Starting with “The Curse of the Starving Class” (1978) Shepard’s plays became more “naturalistic” and were, at least on the surface, ”family” dramas. “Buried Child,” “Fool for Love,” “True West,” and “A Lie of the Mind” moved his work from the late 1970’s through the 1980’s when Sam, the actor, suddenly became a well-known Hollywood performer as a result of his Oscar-nominated performance in “The Right Stuff” (playing test pilot Chuck Yeager). His screenplay for Wim Wenders’s Paris, Texas won the Golden Palm Award at Cannes in 1984 and Shepard was the talk of the town, appearing on magazine covers, collaborating with Bob Dylan, and marrying Jessica Lange. And that’s around the time I dove in full bore (as I am wont to do) --- studying the man and his work.
In 1985 I was teaching in the English Department at Winchester High School, just north of Boston, and, for some reason, they needed someone to direct their fall drama production. I volunteered with the stipulation that I wanted to do the Pulitzer Prize winning Buried Child --- even though there are only seven characters (high school’s generally look for maximum participation numbers, not necessarily the quality of their productions).

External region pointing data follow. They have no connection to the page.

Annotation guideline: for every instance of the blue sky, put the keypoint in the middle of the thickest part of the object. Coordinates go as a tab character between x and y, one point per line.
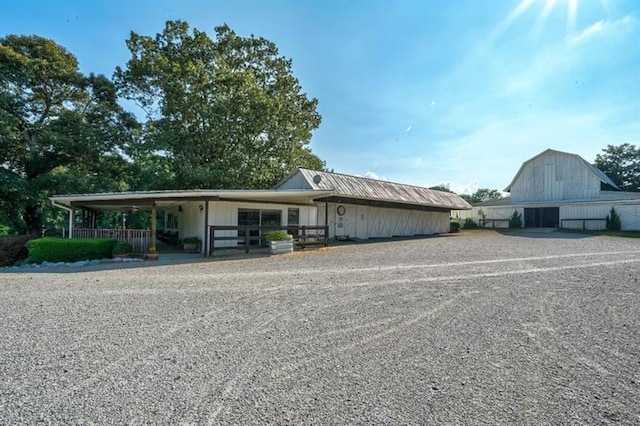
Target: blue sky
419	92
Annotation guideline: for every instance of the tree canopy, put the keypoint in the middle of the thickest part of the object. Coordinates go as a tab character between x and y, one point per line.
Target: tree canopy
622	164
221	113
482	195
62	131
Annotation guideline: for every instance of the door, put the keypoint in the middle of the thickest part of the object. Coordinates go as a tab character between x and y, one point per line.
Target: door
345	221
249	217
542	217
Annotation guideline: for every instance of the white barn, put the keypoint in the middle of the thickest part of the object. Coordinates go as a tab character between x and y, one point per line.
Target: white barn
559	189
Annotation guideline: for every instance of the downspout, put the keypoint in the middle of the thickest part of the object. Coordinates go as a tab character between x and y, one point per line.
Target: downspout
206	229
70	210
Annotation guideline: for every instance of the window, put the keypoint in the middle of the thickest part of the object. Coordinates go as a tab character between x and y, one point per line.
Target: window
293	216
257	217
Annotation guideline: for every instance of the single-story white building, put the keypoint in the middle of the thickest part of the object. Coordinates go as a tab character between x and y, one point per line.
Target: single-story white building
314	205
559	189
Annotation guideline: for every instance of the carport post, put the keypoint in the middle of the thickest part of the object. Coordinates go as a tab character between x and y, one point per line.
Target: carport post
154	220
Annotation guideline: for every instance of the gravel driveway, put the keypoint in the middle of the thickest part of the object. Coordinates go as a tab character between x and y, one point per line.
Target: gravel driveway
479	328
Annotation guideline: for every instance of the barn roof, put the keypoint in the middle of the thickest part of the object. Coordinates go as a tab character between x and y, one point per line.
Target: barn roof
373	189
593	169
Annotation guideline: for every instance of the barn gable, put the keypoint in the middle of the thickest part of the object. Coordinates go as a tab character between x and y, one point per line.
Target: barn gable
555	175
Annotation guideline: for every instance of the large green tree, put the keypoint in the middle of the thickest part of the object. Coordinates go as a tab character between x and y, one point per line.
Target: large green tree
61	131
222	113
622	164
482	195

Having watched the aforementioned Mr. Tarshis execute a number of challenging (and small cast) productions at Blind Brook High School in Westchester, I persisted, they relented, and 14 young actors (principals & understudies) embarked on what became our three month seminar on Sam Shepard and a wonderful production. It was emotional, intense, and deeply educational. Seeing The New Group’s production of the play (with Ed Harris and Amy Madigan leading the cast) in March 2016 it resonated like a tuning fork! Pulitzer finalist playwright Christopher Shinn saw the production and said: ”I felt the play pulsing with Sam Shepard’s unconscious, and I realized how rarely I feel that in the theater today.” (NY Times August 1, 2017) And that’s what Shepard’s plays do --- more than any others in modern American theater.

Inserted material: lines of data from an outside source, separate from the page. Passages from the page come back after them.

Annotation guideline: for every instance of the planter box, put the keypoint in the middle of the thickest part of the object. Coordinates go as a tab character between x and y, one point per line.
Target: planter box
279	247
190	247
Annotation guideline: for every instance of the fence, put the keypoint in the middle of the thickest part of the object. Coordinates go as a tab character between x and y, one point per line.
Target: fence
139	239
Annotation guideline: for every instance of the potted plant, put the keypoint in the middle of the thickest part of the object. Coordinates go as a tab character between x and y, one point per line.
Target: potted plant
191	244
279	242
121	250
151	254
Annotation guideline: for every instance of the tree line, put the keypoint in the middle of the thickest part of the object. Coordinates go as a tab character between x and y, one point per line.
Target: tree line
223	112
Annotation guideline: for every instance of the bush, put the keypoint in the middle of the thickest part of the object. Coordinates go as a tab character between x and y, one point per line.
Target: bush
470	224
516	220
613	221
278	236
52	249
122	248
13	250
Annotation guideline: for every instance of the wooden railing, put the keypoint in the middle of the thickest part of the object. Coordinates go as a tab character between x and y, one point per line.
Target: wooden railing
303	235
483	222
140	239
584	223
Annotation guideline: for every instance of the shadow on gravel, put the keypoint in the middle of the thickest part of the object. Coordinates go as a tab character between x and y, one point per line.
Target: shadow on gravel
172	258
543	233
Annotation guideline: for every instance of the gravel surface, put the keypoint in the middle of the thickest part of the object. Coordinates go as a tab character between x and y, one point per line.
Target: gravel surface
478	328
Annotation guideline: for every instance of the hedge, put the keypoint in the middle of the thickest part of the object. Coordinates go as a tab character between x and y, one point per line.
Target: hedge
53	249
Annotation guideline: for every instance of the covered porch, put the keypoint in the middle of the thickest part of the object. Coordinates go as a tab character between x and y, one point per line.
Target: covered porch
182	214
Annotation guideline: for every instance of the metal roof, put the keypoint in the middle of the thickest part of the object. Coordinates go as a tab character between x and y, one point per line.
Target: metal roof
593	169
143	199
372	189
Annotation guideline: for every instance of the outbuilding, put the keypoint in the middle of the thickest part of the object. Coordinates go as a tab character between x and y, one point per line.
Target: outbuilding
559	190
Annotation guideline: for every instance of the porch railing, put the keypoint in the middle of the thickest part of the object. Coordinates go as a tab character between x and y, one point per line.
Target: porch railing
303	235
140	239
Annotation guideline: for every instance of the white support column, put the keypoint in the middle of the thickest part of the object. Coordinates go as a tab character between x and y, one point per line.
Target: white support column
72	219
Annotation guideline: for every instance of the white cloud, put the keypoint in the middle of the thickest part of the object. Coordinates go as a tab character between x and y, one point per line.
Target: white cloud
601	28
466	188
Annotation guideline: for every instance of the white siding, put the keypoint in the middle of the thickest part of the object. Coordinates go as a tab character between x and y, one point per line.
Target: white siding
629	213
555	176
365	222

Was he “our greatest living playwright” before he passed away last Thursday? Who knows --- that kind of label is hard to assign to anyone and Shepard, certainly, would laugh off the entire notion. Yet his work has already withstood the “test of time” measure (Buried Child won the Pulitzer in 1979, almost 40 years ago!) and there’s no reason to doubt it will continue to be performed far into the future. What’s more significant, is that we are losing his voice. On March 15th I was in a Barnes and Noble and picked up Shepard’s last work of prose, The One Inside, a novel (of sorts) that investigates that vast psychological interior landscape the author probes in all his work. In the Foreword, Patti Smith, the poet and singer, describes the main character this way: “He’s just going to keep on living till he dies.” (p. xi) Which is kind of what Shepard did. Early in the book the narrators says, “I’m exactly one year older than my father was when he died . . . as though it were some kind of achievement rather than raw chance. Rather than happenstance.” He finishes the chapter reflecting on “Nabokov’s answer to why he writes --- ‘aesthetic bliss”’--- that’s all, ‘aesthetic bliss.’ Yes. Whatever that is.” In Shepard’s world, everything was a mystery and it was all right there! inside us --- to be plumbed, and probed and prodded.

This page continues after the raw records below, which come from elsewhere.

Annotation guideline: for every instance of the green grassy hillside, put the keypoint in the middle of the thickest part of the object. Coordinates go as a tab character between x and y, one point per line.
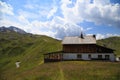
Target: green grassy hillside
29	50
112	42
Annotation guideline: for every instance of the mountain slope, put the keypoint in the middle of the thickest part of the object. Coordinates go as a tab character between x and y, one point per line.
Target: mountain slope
29	50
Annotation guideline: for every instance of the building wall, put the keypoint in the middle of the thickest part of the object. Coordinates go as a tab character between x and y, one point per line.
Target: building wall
80	48
85	56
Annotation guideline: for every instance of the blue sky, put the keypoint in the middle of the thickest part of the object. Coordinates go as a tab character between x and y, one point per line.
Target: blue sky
60	18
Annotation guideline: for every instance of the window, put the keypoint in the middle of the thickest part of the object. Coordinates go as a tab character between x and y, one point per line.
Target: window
89	56
99	56
107	57
79	56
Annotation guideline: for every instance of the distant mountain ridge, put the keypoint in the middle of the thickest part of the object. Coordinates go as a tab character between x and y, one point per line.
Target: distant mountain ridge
12	29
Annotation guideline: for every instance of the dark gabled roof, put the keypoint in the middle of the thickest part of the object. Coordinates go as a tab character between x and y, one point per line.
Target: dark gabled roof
57	52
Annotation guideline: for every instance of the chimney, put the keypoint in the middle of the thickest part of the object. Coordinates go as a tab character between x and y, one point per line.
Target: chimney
94	36
82	36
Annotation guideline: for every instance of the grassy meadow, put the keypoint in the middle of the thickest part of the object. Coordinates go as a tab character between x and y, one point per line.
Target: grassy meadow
29	50
66	70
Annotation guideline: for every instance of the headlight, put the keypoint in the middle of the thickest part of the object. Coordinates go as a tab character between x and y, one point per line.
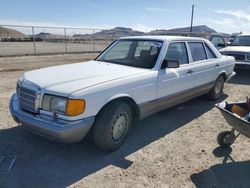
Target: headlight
62	105
248	57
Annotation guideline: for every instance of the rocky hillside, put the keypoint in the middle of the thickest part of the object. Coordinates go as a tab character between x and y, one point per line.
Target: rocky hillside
111	33
11	33
196	29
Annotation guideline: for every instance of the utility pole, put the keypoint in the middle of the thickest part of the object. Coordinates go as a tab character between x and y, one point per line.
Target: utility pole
192	17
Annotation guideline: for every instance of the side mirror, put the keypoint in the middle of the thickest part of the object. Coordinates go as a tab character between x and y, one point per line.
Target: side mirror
221	45
170	64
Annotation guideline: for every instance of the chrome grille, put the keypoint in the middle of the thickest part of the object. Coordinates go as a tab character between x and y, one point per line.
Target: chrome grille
27	96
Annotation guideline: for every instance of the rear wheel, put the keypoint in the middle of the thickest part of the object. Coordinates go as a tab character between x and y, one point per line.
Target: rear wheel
217	90
112	126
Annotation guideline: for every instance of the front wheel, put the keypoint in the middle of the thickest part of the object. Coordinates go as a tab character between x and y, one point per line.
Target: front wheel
112	126
217	90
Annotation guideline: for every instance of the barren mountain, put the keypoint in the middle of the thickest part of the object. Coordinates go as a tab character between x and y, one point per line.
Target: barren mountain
11	33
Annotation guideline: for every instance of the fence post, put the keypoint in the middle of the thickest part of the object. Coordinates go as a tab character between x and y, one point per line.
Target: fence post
93	40
65	41
34	41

Invoking his father is a recurrent Shepard theme and his passing leads me down that path, too. Like my father, Shepard was approaching his 74th birthday when he passed away and, like my dad, he was not someone who sought the spotlight and was clearly comfortable in his own (“masculine”) skin. Years ago, I ran across a photo of my Dad (taken in 1972) and it reminded me of Shepard’s picture on the cover of his Fool for Love and Other Plays. There’s a rare smile on each man’s face, and their flannel shirts and swept back hair creates a resemblance that struck me then --- and now. And I think it speaks to how deeply Sam Shepard’s art resonates that, in writing a eulogy for Sam, I can’t not mention my own father.